OOps, almost forgot the Big Guy. This is Graffix. He'll be 16 on the 4th of July...he's been with us since he was 2.


----------



## lucky lodge (Jun 27, 2011)

wow great pets everyone



keep them coming


----------



## O So (Jun 27, 2011)

Boy, I have a lot of other pets! LOL

Here is Malachi (wolf/malmute) and Tiga (Chi/jack russell)






Patch ( Collie)






Bosco (German Shep mix)






Dazi ( Chihuahua)











Petey






Continued next post! LOL


----------



## O So (Jun 27, 2011)

More of mine!

Tiny






Bonnie and Clyde






Paulie






Poppy






Bill and Lill






Oso the bird,






I also have half dozen other cockatiels, about a dozen or so fenches, another parakeet not pictured, and a half dozen chickens. Yep, I have a zoo!


----------



## lucky lodge (Jun 28, 2011)

you got a lot of birds......


----------



## LindaL (Jun 28, 2011)

Our fur kids...

Stevie (Yorkie), Gunner (MinPin), Chanel (MinPin) and Rocky (Chion...Chihuahua/Papillon mix), Sally and Harry (barn kitties)


----------



## O So (Jun 28, 2011)

lucky lodge said:


> you got a lot of birds......


LOL Yes I do! To many! It is pretty loud around here! THe B&G's can be heard a long ways away!!


----------



## MindyLee (Jun 28, 2011)

Here's my house kitty Boobbers, my husband Rob, my mute swans Jack & Josie, my dwarf buck bunny George, & my pit/lab mix dog Sasha.

Not pictured..

I have 23 meat chickens going in to be processed on Friday.

15 layer chicks & chickens

3 doe bunnys for George which 1 is a dwarf (Cinniman Stix), 1 is a lionhead (Poof), and the last is a english spot (Bigg Momma)

in my pond, I have 6 giant 2-2.5 foot Koi, and 300 goldfish.
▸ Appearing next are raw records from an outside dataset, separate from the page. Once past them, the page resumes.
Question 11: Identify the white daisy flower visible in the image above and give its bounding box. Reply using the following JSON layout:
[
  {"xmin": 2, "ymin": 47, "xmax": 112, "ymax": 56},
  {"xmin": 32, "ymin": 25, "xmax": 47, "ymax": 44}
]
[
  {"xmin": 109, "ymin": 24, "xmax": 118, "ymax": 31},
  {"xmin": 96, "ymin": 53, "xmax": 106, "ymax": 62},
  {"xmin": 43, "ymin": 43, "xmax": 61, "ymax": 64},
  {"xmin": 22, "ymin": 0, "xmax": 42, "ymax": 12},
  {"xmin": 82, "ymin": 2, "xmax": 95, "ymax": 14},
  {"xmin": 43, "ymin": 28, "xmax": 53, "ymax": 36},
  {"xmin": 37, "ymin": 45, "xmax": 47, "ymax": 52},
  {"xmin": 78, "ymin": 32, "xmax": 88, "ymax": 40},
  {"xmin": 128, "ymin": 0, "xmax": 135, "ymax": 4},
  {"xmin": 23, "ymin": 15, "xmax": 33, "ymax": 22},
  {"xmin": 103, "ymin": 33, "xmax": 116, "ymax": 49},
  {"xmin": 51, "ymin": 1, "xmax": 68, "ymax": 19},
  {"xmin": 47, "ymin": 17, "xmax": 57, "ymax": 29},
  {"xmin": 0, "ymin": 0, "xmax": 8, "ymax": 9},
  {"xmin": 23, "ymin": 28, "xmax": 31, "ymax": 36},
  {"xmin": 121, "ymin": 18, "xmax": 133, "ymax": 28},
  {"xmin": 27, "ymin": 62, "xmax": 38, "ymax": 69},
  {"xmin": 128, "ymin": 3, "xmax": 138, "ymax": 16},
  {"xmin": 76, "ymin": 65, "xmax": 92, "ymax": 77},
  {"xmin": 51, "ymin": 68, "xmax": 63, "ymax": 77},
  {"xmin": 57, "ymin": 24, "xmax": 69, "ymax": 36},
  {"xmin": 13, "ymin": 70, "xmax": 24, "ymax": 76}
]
And last but not least, 2 barn kittys, Care Bear, & Jerry.

Plus 9 Mini horses!


----------



## lucky lodge (Jun 29, 2011)

Thay are also cute what breed of dog is that mindylee looks very much like my dog



lucky lodge said:


> Thay are also cute what breed of dog is that mindylee looks very much like my dog



sorry just read it pit/lab


----------



## Maple Hollow Farm (Jun 29, 2011)

I dont have pictures of all my pets but here are a few:

My kitten, Goober:






My male Corgi, Toby (always posing for the camera!):






My female Corgi, Ella (she always gives me this pitiful look when having her picture taken, I dont think she likes the camera LOL!)



:


----------



## spacehorse (Dec 8, 2011)

My cockatiel which i inherited from my cousin Jenny at Lucky Lodge , is about 11-12 years old now


----------



## spacehorse (Dec 8, 2011)

My first rainbow lorikeet who i looked after when it fell out the tree in front of my house, unfortunatly passed away after visiting the vet (they are classed as a pest bird here) - he said it had liver or kidney probs he said it maybe why it got kicked out of nest . these birds are so friendly, which confuses the cat which is nursing kittens at the time (belongs to house mate). pic on right is how it looked when i found it - i looked after it for a year and a bit


----------



## spacehorse (Dec 8, 2011)

I now have the cockatiel and 3 other rainbow lorikeets ( 1 i've had for 3.5 years and the other 2 for about 3 months) here they are lining up to be weighed on the scales and one with my nephews budgerigar dismantling lego helicopter


----------



## Taylor Richelle (Dec 8, 2011)

Love everyone's other critters!

Here is my kitty, Pumpkin (I was little when I named her



) She's 10-11 years.






Then Emma my min pin. 6 years old.






My moms min pin, Whitney (Emma's mother) 12 years, she doesn't look or act it!






My mix, Foxy. She is 3.






Then the newest addition, Kacy the Doberman



15 weeks today. (Picture at 13 weeks)


----------



## OutlawStyle (Dec 8, 2011)

This is Java, she was our first Shepherd. This was taken when she was 2 or 3, she's 10 now.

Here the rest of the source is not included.